Bisexual Self Identify

Some bisexuals find it easier to accept their sexuality when they date members of the opposite sex. Others prefer dating members of the same sex. Some like to experiment. No one size fits all. And because this is true for everyone, it’s easy to assume that bisexuality is a cop-out.

This makes it harder for bisexuals to identify themselves as queer or LGBT. In fact, some people believe that bisexuality is just a phase, or something that happens to teenagers. But it’s not. You can’t just decide to be bi. It’s not a choice that anyone makes consciously.

It’s important to remember that bisexuality is simply a part of your identity, not the whole picture. A person’s sexual orientation is not solely determined by whom they’re attracted to, or if they have queer sex, it’s also influenced by their experiences with different genders, cultures, races, and identities.

Like many members of the LGBTQIA community, I don’t get to choose my own sexual orientation. I wasn’t born knowing who I am attracted to. My sexuality has changed over the years, sometimes more than once in a single year. I didn’t choose to be bi, I grew up being bi.

I’ve experienced queer imposter syndrome. I felt like I had to label myself, so I chose to be bisexual. I wanted others to accept me as queer. I did not want to be seen as “only” bi, when I’m also queer.

And yet, I know that in order to be accepted as queer, you must also embrace your sexual orientation. This is why many bisexuals are ashamed of their sexuality. They feel that if they say they’re only bisexual, it takes away from the other parts of their identity.

They fear that people will think they’re lying, or that they’ll be seen as fake. Even though bisexuality is part of who they are, they hide it from others to keep their identity secure.

Feelings of Exclusion

Bi people often feel excluded from the queer community.

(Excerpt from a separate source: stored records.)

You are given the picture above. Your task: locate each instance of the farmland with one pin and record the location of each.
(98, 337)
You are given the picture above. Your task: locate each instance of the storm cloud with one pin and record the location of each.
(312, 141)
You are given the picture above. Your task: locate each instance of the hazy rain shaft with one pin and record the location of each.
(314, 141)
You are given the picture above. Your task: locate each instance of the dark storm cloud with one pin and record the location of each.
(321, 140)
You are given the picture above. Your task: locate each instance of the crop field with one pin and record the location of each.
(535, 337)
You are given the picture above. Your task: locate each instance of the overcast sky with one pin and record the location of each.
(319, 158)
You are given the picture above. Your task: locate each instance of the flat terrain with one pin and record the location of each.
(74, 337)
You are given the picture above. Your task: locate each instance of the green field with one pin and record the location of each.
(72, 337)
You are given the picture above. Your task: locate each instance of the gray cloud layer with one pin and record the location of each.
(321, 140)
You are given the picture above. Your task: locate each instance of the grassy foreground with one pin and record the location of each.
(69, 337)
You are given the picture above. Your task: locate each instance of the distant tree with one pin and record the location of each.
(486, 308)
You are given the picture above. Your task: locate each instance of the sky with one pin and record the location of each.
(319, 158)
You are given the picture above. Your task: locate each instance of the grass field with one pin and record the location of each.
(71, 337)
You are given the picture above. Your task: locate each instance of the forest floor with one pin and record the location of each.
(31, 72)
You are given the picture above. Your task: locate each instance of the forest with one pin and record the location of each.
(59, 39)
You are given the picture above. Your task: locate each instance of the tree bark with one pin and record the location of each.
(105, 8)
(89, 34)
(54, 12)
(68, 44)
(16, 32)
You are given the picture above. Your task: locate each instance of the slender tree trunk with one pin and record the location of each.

They feel that other queer folks don’t accept them as queer. They may even fear rejection. This can lead to LGBT imposter syndrome.

One way that bi people are affected by imposter syndrome is through bisexual invisibility. Because bisexuality is often misunderstood, it is rarely discussed in the media. There is much stigma surrounding bisexuality, and most people aren’t aware that bisexual people exist.

Because of this, bisexuals may not be able to identify with any particular character on television or in movies. They’re usually left out of films and TV shows, unless the story is specifically about bi characters.

Bisexuals are often portrayed as confused, promiscuous, greedy, or one-sided. Sometimes, they’re shown as villains or monsters. Very few bi characters are presented as complex human beings who fall somewhere on the Kinsey scale.

This makes it difficult for bisexual people to identify with the media representation of their sexuality. It makes them afraid to disclose their sexual orientation because they know that others won’t understand.


Bisexuality is a spectrum, and the way people experience it varies. Some bisexuals are interested in both men and women, while others are only sexually attracted to one sex. People can have crushes on both sexes, or they can identify as lesbian or gay.

It’s important to remember that being bi does not mean that you were never gay. It’s possible to be attracted to both men and women at the same time, and still be interested in people of other genders.

Being bisexual doesn’t change who you are. It’s not a bad thing. It’s not something that needs to be fixed or hidden, it’s just part of who you are.